Indian Dermatol Online J. 2025 Jul 16. doi: 10.4103/idoj.idoj_1067_24.
Alopecia areata (AA) is an unpredictable disease that manifests as rapid and patchy hair loss and may involve any hair-bearing part of the body. We used dermoscopy to compare the dermoscopic findings of AA in patients with and without poor prognostic indicators.
To compare the key variations in dermoscopic features between patients of AA with and without poor prognostic indicators.
This was a retrospective study carried out at a tertiary care teaching hospital in eastern Odisha. The study included the patients of scalp AA from October 2023 to October 2024. A total of 85 patients of AA were evaluated using the Severity of Alopecia Tool (SALT) score and Dermlite DL3 attached to iPhone 12.
A total of 85 patients with AA were included in our study (male: female ratio ~ 2:1). The mean (± standard deviation) age of patients was 26.61 ± 9.82 years. The mean duration of the disease was 5.98 ± 11.74 months. Patchy AA was the most common. The most common dermoscopic feature observed was yellow dots (83.5%), followed by broken hairs (65.9%), black dots (51.8%), vellus hairs (51.8%), tapering hairs (50.6%), and coudability hairs (22.4%). Patients with poor prognostic markers had a substantially higher SALT score (34.99 ± 37.21) compared to those without (10.75 ± 14.08), with P = 0.002. A statistically significant high SALT score was recorded in patients with disease duration >3 months. The dermoscopic features that were significantly more frequent in patients having poor prognostic factors were yellow dots (P = 0.000), black dots (P = 0.02), broken hairs (P = 0.03), and coudability hairs (P = 0.000), while in patients without poor prognosis, vellus hairs (P = 0.005) were more commonly seen. The finding of tapering hair (P = 0.1) was not found to be significantly associated with either group.

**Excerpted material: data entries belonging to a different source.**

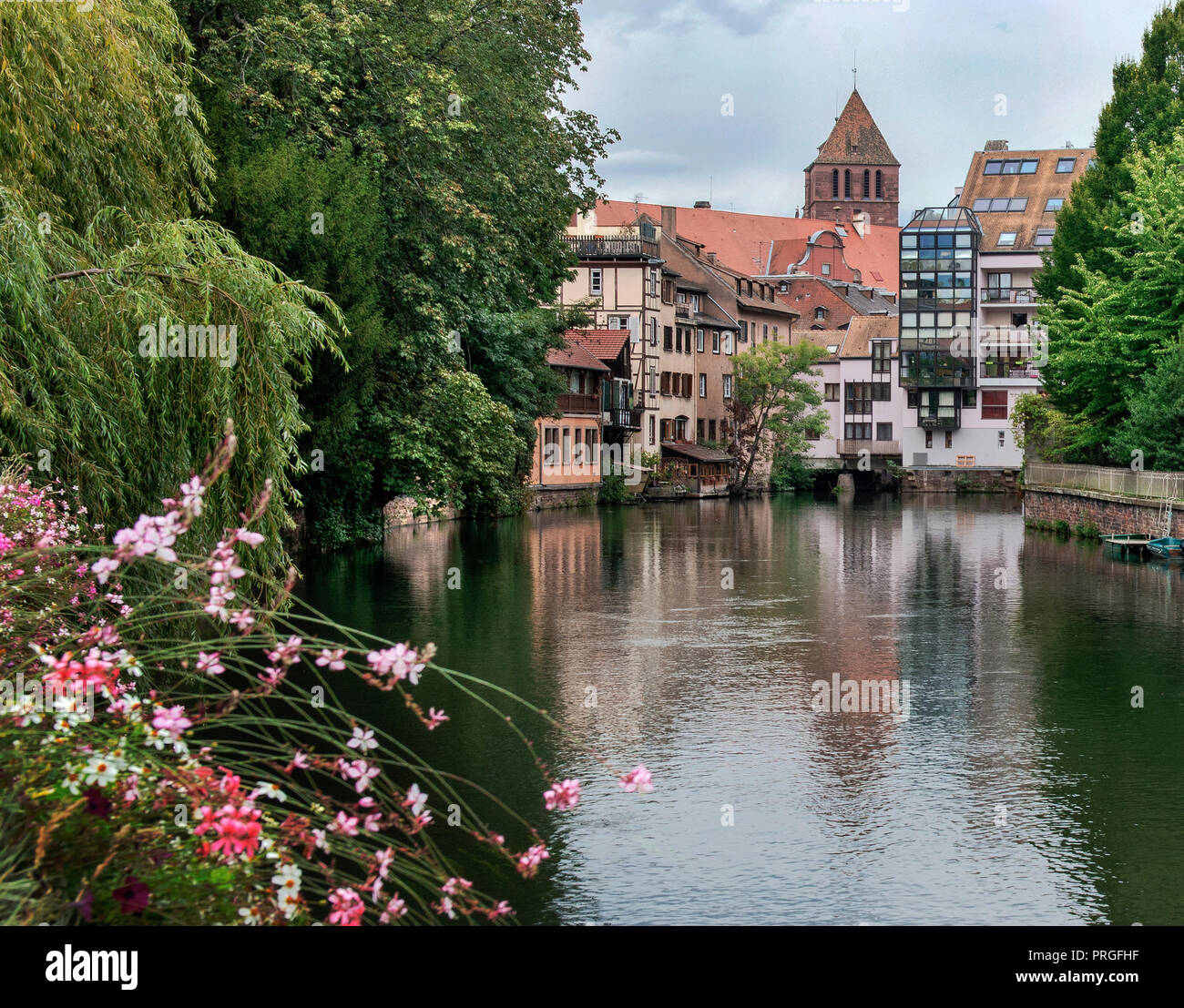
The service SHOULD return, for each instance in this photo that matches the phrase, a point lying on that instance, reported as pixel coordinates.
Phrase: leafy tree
(774, 402)
(1107, 335)
(1147, 107)
(103, 168)
(1156, 423)
(451, 116)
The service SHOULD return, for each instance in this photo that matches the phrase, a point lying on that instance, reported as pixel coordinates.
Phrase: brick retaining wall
(1109, 513)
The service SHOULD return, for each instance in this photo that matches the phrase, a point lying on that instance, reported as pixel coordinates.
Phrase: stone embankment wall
(1107, 513)
(960, 481)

Retrospective nature of the study and not assessing dermoscopic response to treatment.
Ours is the first study to emphasize the comparison of dermoscopic features of AA in patients with and without poor prognostic indicators. Yellow dots, black dots, broken hairs, and coudability hairs were associated with adverse prognosis, while vellus hair indicated a favorable outcome. Identifying these key dermoscopic markers can help to assess the disease severity, potentially refine prognostic assessments, and guide treatment decisions.

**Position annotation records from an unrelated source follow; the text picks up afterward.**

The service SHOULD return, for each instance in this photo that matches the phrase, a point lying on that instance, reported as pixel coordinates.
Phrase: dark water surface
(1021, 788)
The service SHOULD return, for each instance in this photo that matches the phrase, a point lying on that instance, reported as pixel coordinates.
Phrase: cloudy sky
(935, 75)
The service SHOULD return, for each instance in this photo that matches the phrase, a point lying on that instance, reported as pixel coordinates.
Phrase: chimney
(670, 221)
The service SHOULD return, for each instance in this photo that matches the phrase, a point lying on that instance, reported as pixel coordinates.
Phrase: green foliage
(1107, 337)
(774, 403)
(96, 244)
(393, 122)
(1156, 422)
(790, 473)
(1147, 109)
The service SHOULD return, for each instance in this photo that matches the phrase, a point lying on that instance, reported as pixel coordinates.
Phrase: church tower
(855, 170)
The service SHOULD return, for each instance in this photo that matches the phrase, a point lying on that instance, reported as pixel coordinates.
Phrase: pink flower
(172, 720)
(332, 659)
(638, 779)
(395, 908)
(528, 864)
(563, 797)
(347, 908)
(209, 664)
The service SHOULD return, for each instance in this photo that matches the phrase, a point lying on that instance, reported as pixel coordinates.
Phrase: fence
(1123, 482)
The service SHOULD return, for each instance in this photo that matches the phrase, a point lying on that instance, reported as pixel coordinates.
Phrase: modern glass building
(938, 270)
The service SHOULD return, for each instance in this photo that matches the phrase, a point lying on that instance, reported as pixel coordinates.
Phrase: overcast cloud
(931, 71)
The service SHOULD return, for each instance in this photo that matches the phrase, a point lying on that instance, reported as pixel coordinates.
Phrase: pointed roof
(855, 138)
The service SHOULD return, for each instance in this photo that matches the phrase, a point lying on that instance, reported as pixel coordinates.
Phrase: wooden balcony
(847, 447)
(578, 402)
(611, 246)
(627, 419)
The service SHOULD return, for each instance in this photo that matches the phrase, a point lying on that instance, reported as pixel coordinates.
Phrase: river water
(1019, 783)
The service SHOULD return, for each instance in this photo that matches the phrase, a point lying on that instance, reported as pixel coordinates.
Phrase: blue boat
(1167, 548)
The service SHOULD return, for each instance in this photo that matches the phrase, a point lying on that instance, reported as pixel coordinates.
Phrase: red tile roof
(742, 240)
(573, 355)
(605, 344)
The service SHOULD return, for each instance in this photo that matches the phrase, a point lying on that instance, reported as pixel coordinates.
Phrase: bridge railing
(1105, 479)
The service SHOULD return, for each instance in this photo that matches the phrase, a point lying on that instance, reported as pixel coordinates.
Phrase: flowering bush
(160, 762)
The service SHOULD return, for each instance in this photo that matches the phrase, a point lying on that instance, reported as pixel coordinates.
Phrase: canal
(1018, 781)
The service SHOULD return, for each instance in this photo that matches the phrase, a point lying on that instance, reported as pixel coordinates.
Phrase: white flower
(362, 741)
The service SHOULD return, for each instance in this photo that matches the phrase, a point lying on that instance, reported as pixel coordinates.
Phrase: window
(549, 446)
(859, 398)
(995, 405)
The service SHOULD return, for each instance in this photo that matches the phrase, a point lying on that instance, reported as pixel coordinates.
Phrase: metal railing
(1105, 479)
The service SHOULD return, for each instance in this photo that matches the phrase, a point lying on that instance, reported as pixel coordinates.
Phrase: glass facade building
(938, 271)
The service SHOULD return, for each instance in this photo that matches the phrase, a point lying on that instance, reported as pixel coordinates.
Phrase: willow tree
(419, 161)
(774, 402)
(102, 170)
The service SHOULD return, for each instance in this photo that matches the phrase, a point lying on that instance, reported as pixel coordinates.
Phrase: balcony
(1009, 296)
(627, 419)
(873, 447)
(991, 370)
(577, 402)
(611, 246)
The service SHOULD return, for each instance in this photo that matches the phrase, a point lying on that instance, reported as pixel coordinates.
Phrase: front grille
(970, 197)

斑秃(AA)是一种不可预测的疾病,表现为迅速出现的斑片状脱发,可累及身体任何有毛发的部位。我们使用皮肤镜比较了有和没有不良预后指标的斑秃患者的皮肤镜检查结果。
比较有和没有不良预后指标的斑秃患者皮肤镜特征的关键差异。
这是一项在奥里萨邦东部一家三级护理教学医院进行的回顾性研究。该研究纳入了2023年10月至2024年10月的头皮斑秃患者。总共85例斑秃患者使用脱发严重程度工具(SALT)评分和连接到iPhone 12的Dermlite DL3进行评估。

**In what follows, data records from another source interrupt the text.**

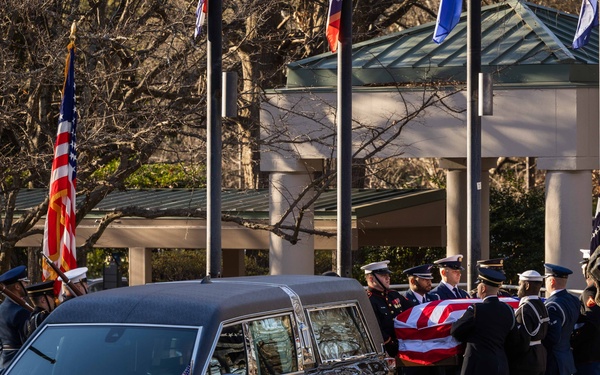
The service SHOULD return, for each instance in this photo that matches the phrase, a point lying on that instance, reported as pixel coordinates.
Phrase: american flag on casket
(423, 331)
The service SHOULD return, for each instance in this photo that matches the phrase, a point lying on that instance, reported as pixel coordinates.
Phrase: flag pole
(473, 141)
(213, 139)
(344, 143)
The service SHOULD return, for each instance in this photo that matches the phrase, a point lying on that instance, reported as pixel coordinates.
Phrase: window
(108, 349)
(339, 332)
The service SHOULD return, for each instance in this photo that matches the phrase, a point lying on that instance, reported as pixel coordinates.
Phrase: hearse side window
(270, 343)
(339, 332)
(273, 345)
(230, 354)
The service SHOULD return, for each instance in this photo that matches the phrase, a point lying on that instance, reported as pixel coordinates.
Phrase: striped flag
(201, 11)
(423, 331)
(59, 229)
(334, 18)
(588, 19)
(448, 17)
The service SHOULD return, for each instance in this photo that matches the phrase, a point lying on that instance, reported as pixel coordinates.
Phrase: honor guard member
(532, 322)
(494, 264)
(419, 283)
(450, 270)
(585, 340)
(386, 303)
(79, 279)
(42, 297)
(486, 328)
(13, 317)
(563, 310)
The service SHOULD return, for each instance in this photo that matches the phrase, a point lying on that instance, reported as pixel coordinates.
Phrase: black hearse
(245, 325)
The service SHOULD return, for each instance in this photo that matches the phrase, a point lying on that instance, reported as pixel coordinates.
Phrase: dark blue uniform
(563, 310)
(387, 305)
(485, 327)
(532, 321)
(585, 340)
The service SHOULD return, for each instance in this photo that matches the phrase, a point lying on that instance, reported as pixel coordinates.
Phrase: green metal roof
(521, 43)
(249, 204)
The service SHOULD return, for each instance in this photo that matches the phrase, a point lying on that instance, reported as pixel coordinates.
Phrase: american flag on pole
(423, 331)
(334, 18)
(201, 11)
(59, 229)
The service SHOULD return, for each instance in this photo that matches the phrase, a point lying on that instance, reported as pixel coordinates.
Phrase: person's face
(421, 286)
(452, 276)
(522, 289)
(383, 278)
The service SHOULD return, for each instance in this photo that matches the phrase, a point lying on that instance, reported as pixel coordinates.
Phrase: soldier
(42, 297)
(494, 264)
(585, 340)
(386, 303)
(563, 310)
(450, 270)
(13, 317)
(419, 281)
(79, 279)
(532, 322)
(486, 327)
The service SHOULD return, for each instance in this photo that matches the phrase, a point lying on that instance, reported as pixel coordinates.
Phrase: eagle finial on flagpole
(73, 31)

我们的研究共纳入85例斑秃患者(男女比例约为2:1)。患者的平均(±标准差)年龄为26.61±9.82岁。疾病的平均持续时间为5.98±11.74个月。斑片状斑秃最为常见。观察到的最常见皮肤镜特征是黄点(83.5%),其次是断发(65.9%)、黑点(51.8%)、毳毛(51.8%)、锥形发(50.6%)和卷曲发(22.4%)。与没有不良预后指标的患者相比,有不良预后指标的患者SALT评分显著更高(34.99±37.21),而无不良预后指标的患者SALT评分为(10.75±14.08),P = 0.002。疾病持续时间>3个月的患者记录到具有统计学意义的高SALT评分。在有不良预后因素的患者中显著更频繁出现的皮肤镜特征是黄点(P = 0.000)、黑点(P = 0.02)、断发(P = 0.03)和卷曲发(P = 0.000),而在没有不良预后的患者中,毳毛(P = 0.005)更常见。锥形发的发现(P = 0.1)与两组均无显著关联。
研究的回顾性性质以及未评估皮肤镜下的治疗反应。
我们的研究首次强调比较有和没有不良预后指标的斑秃患者的皮肤镜特征。黄点、黑点、断发和卷曲发与不良预后相关,而毳毛提示预后良好。识别这些关键的皮肤镜标志物有助于评估疾病严重程度,可能完善预后评估并指导治疗决策。